After two more trips to the psych ward and an awkward stay at her mother's inaccessible house, Day called Paraquad, one of the state's 21 independent-living centers. They helped her move into the Boulevard Apartments, designed to support people with disabilities. Nobody else thought she could make it living alone -- and for the first year, she proved them right with panicked daily trips to the emergency room and an attitude so defensive she'd smash her wheelchair into a brick wall rather than take help.

When the apartment manager started talking eviction, Duane Gruis, one of Paraquad's independent-living specialists, rolled his wheelchair into Day's tiny apartment and calmly began to teach her how to manage her frustration, modulate her anger and interact more "appropriately" (a word they now use to tease each other). Gruis gradually learned about hurts Day had never been able to voice: old instructions like "People your size shouldn't speak up -- something might happen to you"; care that manhandled the last vestige of control away from her. "If they just would've let me go off by myself and calm down, instead of grabbing me and taking me out of my chair," she says now. "I wanted to tell them that, but I couldn't express it. Duane helped me understand why I blew up."

Day has just signed her third lease, with no static. A personal-care attendant comes for five hours in the morning, three in the evening and three on weekends. As for the rest of the time, "I wear diapers," she shrugs, unfazed. "In the home, I was having bladder infections from them not cleaning me, and I was on 12 different medications and sleeping all day long. Now I just take a few. I go to the library, do research on being a self-advocate. I go to the card shops and visit my family; I go to Tom's Bar and Grill, and the 34 Club -- they've got a jukebox with Marvin Gaye." Her next goal is to "support myself, run my own transportation business."

Above the compressed body she's worked so hard to manage, her blue-green eyes are as bright and fluid as the ocean: "I have a lot of dreams."

Five years ago, moving Charlene Day into the community seemed ridiculous and criminally irresponsible. Today, not moving Charlene Day into the community would be grounds for a lawsuit.
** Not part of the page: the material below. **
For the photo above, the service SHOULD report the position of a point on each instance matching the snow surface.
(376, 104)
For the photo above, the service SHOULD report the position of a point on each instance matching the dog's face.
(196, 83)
The shorthand for the new imperative is "Olmstead," referring to a powerful U.S. Supreme Court decision rendered last June in Olmstead vs. L.C., which removed much of the wiggle room states had insinuated into the Americans with Disabilities Act. In the lawsuit, two women with mild mental retardation and accompanying psychological disorders were institutionalized for years, even though treatment professionals pronounced them ready for community-based programs. The U.S. Court of Appeals, 11th Circuit, branded this "unnecessary institutional segregation" and, when Georgia pleaded poverty, sharply reminded state officials that community services would have been cheaper in the long run.

The Supreme Court upheld this ruling, noting that even if it had cost more to place the women in the community, that cost was irrelevant. In accordance with the Olmstead decision, unless states can show that moving someone into the community would jeopardize existing programming for others with disabilities, they are expected to reallocate -- or beg from their legislatures -- until they can pay the bill. As long as the treating professionals say someone can thrive in the community, and the person does not oppose this, the necessary services must be made available as soon as possible.